Все эти и многие другие достоинства критической мысли Белинского очевидны и без их сравнения с западноевропейской эстетикой. Но все же. У английского писателя и критика второй половины 19 в. Ан-тони Троллопа тоже есть рассуждения о любви в статье «О романах и искусстве создавать их», весь смысл которых сводится к следующим двум наблюдениям: 1). «Все знают, что без любовной интриги роман вряд ли будет интересен и получит признание» и 2). «Следует учесть.что в частых намеках на страсть, которые действуют главным образом на воображение молодежи, таится опасность»(6). Мы намеренно выбрали здесь крайность (хотя саму работу не упрощали), чтобы еще раз подчеркнуть, почему именно Белинскому «суждено было стать новым звеном в развитии мировой эстетики, и ни один теоретик искусства 19 в. не может оспаривать у него права на эту роль. Мы несем вину за то, что не сумели отстоять, отвоевать по праву принадлежащее ему место. В истории мировой эстетики его либо вовсе не упоминают, либо включают в список способных провинциалов от науки. как могли мы мириться с подобной несправедливостью и неправдой!» (В. Д. Днепров) [6]. Этому суждению Владимира давидовича днепрова уже более тридцати лет, но и сегодня оно сохраняет свою актуальность.
список ЛИТЕРАТУРЫ
1. Фромм Э. Искусство любить // Философия любви. М., 1990. Т. 2. С. 134.
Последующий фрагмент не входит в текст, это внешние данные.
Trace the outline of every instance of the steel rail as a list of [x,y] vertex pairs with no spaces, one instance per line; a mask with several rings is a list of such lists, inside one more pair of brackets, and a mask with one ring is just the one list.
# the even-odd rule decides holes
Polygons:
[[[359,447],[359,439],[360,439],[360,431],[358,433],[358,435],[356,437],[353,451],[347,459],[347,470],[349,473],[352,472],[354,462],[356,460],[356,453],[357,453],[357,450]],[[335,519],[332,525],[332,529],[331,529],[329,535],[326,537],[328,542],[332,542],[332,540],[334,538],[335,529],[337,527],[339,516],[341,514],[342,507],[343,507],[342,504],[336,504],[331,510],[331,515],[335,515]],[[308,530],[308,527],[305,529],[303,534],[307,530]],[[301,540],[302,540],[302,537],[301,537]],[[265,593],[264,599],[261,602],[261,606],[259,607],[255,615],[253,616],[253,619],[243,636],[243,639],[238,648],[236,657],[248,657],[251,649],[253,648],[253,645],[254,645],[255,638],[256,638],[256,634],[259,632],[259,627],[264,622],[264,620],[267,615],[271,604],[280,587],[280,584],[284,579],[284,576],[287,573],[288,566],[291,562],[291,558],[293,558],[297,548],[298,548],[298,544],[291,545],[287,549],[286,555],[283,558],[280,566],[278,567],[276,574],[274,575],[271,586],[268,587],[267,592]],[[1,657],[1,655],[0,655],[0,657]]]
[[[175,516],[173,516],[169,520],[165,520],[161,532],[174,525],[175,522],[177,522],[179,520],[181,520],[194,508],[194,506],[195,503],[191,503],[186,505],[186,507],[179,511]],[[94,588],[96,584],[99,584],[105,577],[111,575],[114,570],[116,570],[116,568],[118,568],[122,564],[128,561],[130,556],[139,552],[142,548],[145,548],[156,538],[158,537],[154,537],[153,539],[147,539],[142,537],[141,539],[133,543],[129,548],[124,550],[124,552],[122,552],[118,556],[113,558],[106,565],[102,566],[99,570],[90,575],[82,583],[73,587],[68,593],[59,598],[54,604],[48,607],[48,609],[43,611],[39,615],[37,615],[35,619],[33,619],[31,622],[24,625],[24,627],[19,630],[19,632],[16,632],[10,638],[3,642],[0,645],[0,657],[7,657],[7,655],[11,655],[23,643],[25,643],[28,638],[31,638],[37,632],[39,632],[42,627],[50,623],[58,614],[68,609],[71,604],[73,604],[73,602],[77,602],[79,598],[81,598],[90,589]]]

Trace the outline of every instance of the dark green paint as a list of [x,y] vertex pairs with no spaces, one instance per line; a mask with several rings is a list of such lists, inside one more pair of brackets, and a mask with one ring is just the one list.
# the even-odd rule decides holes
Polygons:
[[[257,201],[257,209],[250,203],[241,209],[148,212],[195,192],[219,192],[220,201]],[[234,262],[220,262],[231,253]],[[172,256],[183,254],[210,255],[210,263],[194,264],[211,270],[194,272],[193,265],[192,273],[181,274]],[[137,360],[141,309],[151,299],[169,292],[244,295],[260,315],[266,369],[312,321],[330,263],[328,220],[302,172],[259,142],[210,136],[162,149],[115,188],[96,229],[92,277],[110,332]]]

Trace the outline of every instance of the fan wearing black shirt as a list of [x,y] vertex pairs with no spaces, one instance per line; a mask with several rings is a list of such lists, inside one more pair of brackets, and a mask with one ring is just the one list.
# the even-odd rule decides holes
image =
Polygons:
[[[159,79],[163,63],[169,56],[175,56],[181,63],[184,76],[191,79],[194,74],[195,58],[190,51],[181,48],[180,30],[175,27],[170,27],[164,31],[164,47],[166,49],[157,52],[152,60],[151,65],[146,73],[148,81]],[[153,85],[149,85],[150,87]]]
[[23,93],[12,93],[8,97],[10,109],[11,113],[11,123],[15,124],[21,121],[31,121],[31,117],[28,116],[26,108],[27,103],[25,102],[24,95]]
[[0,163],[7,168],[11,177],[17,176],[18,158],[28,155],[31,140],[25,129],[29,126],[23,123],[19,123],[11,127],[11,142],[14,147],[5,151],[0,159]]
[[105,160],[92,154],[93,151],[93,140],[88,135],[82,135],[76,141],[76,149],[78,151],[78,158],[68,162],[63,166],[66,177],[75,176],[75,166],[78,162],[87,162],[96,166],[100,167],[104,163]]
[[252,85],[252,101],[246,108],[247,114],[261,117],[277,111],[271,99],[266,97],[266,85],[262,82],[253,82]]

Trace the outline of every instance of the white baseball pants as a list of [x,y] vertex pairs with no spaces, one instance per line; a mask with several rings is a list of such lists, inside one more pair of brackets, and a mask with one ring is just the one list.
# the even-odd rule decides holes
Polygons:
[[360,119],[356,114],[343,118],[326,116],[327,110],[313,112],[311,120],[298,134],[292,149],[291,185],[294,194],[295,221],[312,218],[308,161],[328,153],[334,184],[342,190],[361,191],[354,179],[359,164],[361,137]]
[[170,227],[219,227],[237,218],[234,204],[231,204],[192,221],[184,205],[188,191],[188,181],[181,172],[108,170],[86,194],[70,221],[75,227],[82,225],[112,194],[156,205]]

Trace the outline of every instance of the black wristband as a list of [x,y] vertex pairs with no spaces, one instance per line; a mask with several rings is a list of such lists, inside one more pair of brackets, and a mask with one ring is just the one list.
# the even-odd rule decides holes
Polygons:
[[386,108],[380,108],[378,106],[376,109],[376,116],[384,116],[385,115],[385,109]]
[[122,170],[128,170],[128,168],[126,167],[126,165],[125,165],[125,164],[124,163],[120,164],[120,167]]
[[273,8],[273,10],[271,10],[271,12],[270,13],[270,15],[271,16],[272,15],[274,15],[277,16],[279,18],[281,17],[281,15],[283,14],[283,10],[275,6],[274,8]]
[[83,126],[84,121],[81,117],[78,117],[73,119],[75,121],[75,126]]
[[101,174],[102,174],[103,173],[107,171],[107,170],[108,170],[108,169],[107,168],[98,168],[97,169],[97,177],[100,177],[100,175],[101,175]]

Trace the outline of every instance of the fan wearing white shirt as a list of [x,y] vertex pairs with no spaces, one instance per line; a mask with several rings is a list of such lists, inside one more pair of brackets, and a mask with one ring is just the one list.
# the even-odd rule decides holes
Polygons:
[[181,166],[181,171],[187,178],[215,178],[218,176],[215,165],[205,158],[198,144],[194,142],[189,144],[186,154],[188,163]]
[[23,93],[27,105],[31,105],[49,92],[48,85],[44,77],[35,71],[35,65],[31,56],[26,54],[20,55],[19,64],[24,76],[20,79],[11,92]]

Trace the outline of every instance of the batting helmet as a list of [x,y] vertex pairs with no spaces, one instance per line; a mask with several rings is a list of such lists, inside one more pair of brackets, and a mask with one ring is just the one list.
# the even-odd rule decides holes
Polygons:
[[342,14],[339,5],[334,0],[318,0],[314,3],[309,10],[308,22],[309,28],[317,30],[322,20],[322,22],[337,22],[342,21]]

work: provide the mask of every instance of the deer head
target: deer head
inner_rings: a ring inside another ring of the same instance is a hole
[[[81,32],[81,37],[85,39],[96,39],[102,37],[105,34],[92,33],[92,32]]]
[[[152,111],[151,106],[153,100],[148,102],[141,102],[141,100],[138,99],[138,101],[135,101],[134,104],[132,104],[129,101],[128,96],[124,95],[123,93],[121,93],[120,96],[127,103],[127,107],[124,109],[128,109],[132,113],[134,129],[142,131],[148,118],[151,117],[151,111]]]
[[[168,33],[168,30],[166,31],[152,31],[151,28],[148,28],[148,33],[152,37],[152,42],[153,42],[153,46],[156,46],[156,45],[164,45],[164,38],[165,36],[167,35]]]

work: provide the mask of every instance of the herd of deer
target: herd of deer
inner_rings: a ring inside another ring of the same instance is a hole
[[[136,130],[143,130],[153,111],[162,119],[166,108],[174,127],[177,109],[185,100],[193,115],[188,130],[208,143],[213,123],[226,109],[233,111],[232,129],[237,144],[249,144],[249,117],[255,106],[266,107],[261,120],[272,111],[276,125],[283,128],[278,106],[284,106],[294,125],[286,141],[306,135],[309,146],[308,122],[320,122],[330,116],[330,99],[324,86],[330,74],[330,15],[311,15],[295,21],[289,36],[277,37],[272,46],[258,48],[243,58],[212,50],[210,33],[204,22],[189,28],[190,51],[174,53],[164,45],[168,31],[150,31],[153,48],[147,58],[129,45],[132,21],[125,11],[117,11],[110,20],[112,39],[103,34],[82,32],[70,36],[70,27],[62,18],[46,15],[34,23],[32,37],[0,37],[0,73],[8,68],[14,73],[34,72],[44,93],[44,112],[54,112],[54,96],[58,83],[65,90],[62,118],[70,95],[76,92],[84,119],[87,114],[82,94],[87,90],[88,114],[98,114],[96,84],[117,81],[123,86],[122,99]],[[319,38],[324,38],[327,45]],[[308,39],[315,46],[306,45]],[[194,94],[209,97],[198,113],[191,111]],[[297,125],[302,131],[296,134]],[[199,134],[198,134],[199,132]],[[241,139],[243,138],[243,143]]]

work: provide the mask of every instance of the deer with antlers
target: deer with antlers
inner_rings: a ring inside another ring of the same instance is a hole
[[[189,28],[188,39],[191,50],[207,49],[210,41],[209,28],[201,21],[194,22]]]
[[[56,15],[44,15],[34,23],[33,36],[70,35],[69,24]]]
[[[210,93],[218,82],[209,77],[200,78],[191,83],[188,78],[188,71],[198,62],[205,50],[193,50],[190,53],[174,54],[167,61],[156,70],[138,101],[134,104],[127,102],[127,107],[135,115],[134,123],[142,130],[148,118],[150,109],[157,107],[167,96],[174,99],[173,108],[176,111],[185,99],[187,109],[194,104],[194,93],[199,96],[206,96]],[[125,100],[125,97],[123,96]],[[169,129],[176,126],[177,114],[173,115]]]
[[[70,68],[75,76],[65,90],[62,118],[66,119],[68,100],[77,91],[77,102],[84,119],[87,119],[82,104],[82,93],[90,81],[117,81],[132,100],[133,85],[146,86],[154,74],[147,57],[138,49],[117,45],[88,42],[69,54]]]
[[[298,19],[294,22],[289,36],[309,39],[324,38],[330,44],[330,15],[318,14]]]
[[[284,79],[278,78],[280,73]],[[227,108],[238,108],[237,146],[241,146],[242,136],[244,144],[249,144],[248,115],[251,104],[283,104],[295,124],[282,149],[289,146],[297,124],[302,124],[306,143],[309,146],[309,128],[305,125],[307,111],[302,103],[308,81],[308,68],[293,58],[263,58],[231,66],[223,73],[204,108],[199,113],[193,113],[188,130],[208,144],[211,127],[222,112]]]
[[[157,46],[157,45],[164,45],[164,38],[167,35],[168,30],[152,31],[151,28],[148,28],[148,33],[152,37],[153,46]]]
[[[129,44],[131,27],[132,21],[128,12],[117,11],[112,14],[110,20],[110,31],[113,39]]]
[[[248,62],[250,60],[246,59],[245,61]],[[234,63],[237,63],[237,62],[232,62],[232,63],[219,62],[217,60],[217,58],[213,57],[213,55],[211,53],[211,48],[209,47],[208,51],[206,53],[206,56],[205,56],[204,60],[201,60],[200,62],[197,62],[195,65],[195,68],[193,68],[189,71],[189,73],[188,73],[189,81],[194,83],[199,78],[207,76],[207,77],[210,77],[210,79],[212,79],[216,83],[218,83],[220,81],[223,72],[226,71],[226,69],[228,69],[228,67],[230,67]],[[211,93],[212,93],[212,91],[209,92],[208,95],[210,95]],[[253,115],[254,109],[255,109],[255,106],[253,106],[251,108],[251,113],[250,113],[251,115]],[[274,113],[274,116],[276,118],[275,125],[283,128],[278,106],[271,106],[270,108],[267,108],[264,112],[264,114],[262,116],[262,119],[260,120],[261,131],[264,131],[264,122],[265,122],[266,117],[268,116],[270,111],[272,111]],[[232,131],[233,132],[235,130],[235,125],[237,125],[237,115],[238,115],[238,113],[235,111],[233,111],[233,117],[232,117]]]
2. Киреевский И. В. Критика и эстетика. М., 1979. С. 288-289.
3. Эстетика раннего французского романтизма. - М., 1982. С.143, 145.
4. Зарубежная литература 19 в. Реализм. Хрестоматия историко-литературных материалов. М., 1990. С. 18-19.
5. Эстетика раннего французского романтизма. М., 1982. С. 274.
6. Днепров В. С единой точки зрения. Л., 1989. С.127.